Campaign aides positioned Parsley right behind McCain for photographers, apparently unconcerned about Parsley's well-established denunciations of the Islamic faith in a book "Silent No More" and on DVDs of sermons about Islam.
"Islam is an anti-Christ religion that intends through violence to conquer the world," Parsley says on the DVDs reviewed by ABC News.
"America was founded with the intention of seeing this false religion destroyed," Parsley says, "and I believe Sept. 11, 2001 was a generational call to arms that we can no longer ignore."
Parsley's views and his connection to the McCain campaign are now beginning to show up on Arab Web sites and newspapers.
Al Moheet, a regional Arabic Web site operating in Egypt, carries the story with a picture of McCain and the headline: "McCain's Spiritual Adviser Calls for the Destruction of Islam."
"If there is a McCain presidency, he will start with a serious handicap in the Arab world," said former CIA intelligence officer John Kiriakou. "And the handicap is that it is already assumed in Muslim countries that they will not get a fair shake from a McCain administration," said Kiriakou.
In a statement to ABC News about Parsley's comments, McCain's campaign said the senator "obviously strongly rejects such statements." The campaign did not answer the question of whether it was aware of Parsley's widely publicized statements prior to seeking his endorsement in February.
McCain has not disassociated himself from the pastor, but the campaign statement said, "Just because someone endorses John McCain doesn't mean he endorses all of their views."
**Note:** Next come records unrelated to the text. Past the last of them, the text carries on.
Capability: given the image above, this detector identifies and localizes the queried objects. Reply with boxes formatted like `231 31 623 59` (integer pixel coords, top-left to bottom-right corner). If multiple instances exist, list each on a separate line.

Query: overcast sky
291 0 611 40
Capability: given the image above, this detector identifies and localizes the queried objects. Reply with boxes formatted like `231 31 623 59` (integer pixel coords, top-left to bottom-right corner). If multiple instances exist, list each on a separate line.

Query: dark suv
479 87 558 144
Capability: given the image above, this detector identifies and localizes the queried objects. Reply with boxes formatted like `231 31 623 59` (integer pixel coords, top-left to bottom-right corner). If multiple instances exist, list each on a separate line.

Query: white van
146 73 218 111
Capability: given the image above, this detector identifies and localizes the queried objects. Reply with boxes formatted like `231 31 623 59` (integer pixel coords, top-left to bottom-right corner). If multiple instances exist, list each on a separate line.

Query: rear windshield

McCain has repeatedly urged the U.S. to show respect for Islam. "Our goal must be to win the 'hearts and minds' of the vast majority of moderate Muslims who do not want their future controlled by a minority of violent extremists," McCain told the World Affairs Council in Los Angeles on March 26.
But well before he was asked to endorse McCain, Pastor Parsley took a much different view about moderate Muslims in his book and sermons. "I would counter respectfully that what some people call extremists are instead mainstream Muslim believers who are drawing from the well at the very heart of Islam," he said.
McCain said in his March speech, "We must remember that our freedoms are not only defended by our diplomacy and military power but, very importantly, by the decency and respect with which we treat one another."
Parsley says he can be silent no more about Islam. "I will rail against the idea that the God of Christianity and the God of Islam are the same being. I will sound the alarm about the pernicious agenda of the enemies of my country and the cross of my Christ, and I will proclaim the truth at every opportunity."
Parsley, through a spokesperson at his church, declined to be interviewed by ABC News.
In a statement, a spokesperson, Gene Pierce, said Parsley's comments "were in response to militant Islamic leaders' repeated pledges to kill Americans and destroy the United States and Western culture and democracies."
His Web site, said the spokesperson, "also makes a distinction between Muslim terrorists and the vast majority of peaceful Muslims."
Parsley says he has served in the public ministry for more than 30 years and now has a congregation of more than 12,000 people.
He hosts the television show "Breakthrough" on the Trinity Broadcasting Network, aired on 1,400 television and cable channels around the world.